FPJ Edit: Rahul Bajaj and Amit Shah

Veteran industrialist Rahul Bajaj has always been known to say as it is. His political linkages are also well-known. His father, the late businessman Jamanlal Bajaj was a close associate of Mahatma Gandhi. Rahul has grown up seeing top Congress brass at close quarters from a very young age.

However, he was never formally associated with any political party. Nominated to the Rajya Sabha by the UPA, despite his gift of articulation, he failed to make any impact. Yet, by standing up last Saturday at a business awards function in Mumbai where Amit Shah, Nirmala Sitharaman and Piyush Goel were on stage, refurbished his image as an outspoken corporate leader.

Much of what he chose to say merited serious consideration by the Government. But a good part was plain political grandstanding which was better left out. In fact, his reference to loosely traded accusations between rival political parties concerning lynchings, Pragya Thakur, etc, were misplaced, for these detracted from the urgent concerns over economic slowdown.

His taunting of fellow businessmen present in strength at the function that they were afraid to speak about the economic situation was meant as much to pat his own back for having the courage to speak what he considered truth to power as it was to underline the ingrained habit of his tribe. It is not that the corporate leaders have become tongue-tied only under the Modi dispensation, they have always massaged ministerial egos in public regardless of their true feelings.

For instance, even a disastrous budget of P Chidambaram would be given eight or nine out of ten points by business owners while in private they would lament its negative impact on growth. So, the climate of fear Bajaj spoke about was rather exaggerated.

The fear among corporates could well stem from the fact that the present regime like none before it has undertaken a concerted campaign to clean up the system, to end double bookkeeping, to make borrowers of public funds to pay up or forfeit their business empires.

Can you believe, for example, the Ruias losing control of the Essar Steel or other companies in any other regime? Owning over Rs 80,000 crores to banks, they would have got a minister to evergreen their loans.

If this is the fear borrowers of public funds live under, it is to be celebrated. All through the socialist raj Indian business has exploited proximity to power for licenses, quotas, cheap land, tax concessions, cheap bank credit, etc, for private enprichment and public impoverishment.

Where are the Bill Gates and Steve Jobs of Indian business? Cutting all manner of corners has all along been the key to wealth for corporates. Barring the new tech billionaires, can any industrialist put his hand on his heart and claim not to have benefitted from government largesse. So, it is time corporates did some introspection.

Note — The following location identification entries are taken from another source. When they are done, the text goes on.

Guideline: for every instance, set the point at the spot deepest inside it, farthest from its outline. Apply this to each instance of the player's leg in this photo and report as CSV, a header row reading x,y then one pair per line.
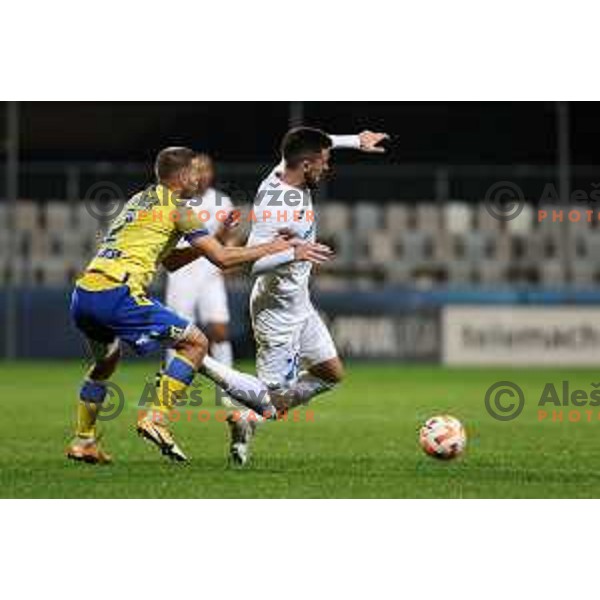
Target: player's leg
x,y
92,395
212,305
277,361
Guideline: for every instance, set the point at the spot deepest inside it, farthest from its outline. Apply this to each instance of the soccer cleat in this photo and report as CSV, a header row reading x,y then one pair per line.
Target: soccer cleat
x,y
242,432
161,437
87,450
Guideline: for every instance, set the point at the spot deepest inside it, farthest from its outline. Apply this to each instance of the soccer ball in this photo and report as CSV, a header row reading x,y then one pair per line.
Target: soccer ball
x,y
443,437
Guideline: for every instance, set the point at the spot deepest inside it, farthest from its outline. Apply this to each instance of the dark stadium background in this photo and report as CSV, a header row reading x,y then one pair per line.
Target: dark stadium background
x,y
439,152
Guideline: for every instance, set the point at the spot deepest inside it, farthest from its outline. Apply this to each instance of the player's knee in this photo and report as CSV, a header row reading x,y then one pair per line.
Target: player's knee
x,y
218,332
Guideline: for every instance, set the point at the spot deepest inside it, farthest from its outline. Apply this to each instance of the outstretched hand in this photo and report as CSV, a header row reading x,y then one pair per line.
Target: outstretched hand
x,y
369,141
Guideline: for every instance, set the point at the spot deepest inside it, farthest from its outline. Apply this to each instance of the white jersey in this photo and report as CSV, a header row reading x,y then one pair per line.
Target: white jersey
x,y
280,206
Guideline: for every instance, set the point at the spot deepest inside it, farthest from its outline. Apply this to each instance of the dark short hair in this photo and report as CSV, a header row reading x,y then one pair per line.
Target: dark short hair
x,y
302,142
171,160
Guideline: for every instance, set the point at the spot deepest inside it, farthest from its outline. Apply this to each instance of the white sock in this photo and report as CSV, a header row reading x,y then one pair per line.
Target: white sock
x,y
246,389
222,352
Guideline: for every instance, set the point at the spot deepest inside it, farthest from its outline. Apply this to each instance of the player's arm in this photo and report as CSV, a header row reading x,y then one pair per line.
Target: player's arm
x,y
366,141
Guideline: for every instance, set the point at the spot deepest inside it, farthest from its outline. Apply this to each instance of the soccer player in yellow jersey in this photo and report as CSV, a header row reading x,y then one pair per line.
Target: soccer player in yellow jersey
x,y
110,303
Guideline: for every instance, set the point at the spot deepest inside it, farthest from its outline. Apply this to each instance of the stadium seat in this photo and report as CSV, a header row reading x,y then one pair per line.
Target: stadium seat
x,y
555,216
484,220
552,273
51,272
584,274
398,273
342,243
84,221
396,217
577,219
479,246
490,273
460,273
379,249
414,247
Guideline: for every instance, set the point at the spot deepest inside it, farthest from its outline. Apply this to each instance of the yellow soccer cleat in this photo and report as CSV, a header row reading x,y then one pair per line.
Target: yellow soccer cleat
x,y
161,437
87,450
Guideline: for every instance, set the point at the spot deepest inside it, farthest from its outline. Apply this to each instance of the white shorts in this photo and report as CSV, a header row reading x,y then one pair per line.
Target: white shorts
x,y
197,292
282,351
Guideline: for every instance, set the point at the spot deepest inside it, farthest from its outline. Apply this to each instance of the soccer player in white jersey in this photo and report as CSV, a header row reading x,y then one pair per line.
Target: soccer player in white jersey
x,y
296,356
197,291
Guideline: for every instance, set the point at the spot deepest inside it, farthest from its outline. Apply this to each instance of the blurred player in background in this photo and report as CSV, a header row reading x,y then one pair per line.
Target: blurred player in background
x,y
296,356
110,304
197,291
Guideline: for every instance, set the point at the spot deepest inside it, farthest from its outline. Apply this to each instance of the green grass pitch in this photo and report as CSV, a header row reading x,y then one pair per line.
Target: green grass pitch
x,y
362,443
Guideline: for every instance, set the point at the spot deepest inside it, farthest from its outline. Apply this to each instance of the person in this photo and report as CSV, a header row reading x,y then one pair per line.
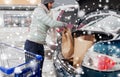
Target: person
x,y
41,22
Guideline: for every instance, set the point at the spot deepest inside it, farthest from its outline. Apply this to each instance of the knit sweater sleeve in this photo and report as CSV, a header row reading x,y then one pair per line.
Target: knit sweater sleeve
x,y
47,20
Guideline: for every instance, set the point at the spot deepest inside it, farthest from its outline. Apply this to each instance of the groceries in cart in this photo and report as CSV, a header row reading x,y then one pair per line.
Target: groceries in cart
x,y
75,45
13,64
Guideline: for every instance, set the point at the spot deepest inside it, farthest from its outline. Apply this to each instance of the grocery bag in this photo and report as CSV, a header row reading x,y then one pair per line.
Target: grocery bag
x,y
81,46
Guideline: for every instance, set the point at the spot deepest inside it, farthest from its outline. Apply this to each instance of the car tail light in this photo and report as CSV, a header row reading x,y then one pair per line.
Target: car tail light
x,y
101,62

Yes, Rahul Bajaj’s cause would have been better served if he had listed the real cause of the economic slowdown and what, in his view, the authorities should do to boost growth. Instead he chose to harangue Shah who was too polite to rebuff the veteran businessman. Nobody is unconcerned about the fall in growth for the second successive quarter.

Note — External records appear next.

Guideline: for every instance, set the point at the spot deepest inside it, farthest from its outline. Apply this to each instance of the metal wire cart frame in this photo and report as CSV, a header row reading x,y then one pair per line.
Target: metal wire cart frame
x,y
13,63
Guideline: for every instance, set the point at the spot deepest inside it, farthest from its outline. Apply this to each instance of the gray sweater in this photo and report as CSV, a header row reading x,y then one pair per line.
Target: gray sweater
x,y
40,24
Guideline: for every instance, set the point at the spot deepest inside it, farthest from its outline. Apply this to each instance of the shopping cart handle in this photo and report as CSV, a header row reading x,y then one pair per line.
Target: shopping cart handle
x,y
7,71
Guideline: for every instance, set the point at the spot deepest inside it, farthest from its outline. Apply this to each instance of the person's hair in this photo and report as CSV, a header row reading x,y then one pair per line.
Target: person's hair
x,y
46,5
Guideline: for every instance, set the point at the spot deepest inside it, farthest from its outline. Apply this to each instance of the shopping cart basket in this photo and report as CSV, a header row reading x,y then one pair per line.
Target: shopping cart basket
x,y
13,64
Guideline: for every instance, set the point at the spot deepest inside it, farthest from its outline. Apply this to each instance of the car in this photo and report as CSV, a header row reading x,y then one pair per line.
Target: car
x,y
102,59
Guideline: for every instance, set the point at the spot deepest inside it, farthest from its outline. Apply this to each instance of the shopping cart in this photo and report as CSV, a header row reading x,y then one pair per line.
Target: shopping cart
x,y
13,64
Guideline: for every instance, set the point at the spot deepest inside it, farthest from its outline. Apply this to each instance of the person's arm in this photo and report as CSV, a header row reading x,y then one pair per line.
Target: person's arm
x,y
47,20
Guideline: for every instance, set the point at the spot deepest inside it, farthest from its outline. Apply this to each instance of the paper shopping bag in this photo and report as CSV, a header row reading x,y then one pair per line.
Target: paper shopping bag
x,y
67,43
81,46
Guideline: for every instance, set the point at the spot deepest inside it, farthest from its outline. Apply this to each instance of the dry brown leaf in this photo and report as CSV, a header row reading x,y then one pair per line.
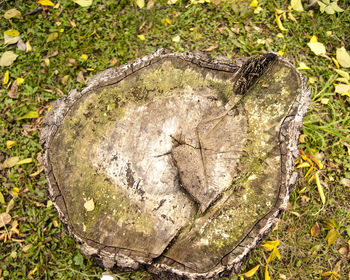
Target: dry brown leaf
x,y
315,230
13,91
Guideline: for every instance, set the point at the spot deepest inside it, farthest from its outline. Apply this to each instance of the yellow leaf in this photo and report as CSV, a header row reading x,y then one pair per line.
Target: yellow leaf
x,y
12,13
28,47
296,5
83,3
6,78
302,66
140,3
89,205
313,39
12,32
317,48
343,73
343,57
335,62
46,3
251,272
267,276
320,188
10,144
254,3
84,56
279,23
25,161
304,164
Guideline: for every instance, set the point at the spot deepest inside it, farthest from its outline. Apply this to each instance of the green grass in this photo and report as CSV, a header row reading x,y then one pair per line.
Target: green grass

The problem is not that the Government is not taking steps to improve the business environment but whether it is taking the right steps. In our view the government is trapped in its Swadeshi claptrap. Take, for instance, the RSS edict against disinvestment of Air India and BPCL.

It should be told to do what it claims to do, that is, character-building, and leave the economic experts to figure out the best way to handle economic issues. Attaching nationalist pride to Air India or other such entities is ridiculous, to say the least.

Can anyone in RSS suggest how to stop Air India bleeding the public exchequer year after year? Concern for its employees should not override long term economic benefits from the sale of a white elephant.

Meanwhile, Without opening up further, without making it easy to buy land for new industries and businesses, without freeing labour markets, without reordering the financial sector architecture, a seven-plus per cent growth will be hard to achieve.

Global economy is under a protectionist grip. We cannot rely on it to boost growth. Exports don’t drive our economy, have never done. Manufacturing is in doldrums though it generates jobs and dispenses with the need for imports. Services too are slowing down in an adverse economic environment.

Farm sector suffers from decades of wrong-headed approach. Periodic loan write-offs are not a solution to farm distress. What is required is a total recast of fertiliser, power, water subsidies. Switch to cash subsidy for all farm inputs coupled with a free market for sale of farm produce. It can result in a very big positive change.

It is a pity that even the agriculture market reform, a state subject, has been half-hearted due to the stranglehold of vested interests. Where Modi has disappointed is that he has failed to be bold and courageous in the economic sphere, though he has been rather adventurous in the political sphere.

His ultra-cautious approach has not been conducive to growth. Meanwhile, he should speak to Rahul Bajaj, thanking him for his concern for the economy and seek doable suggestions to boost growth.

And ask his ministers, who are tweeting rudely against the veteran industrialist, not to be more loyal than the king. Amit Shah is competent to defend himself. Which he did immediately after Rahul finished his little lecture.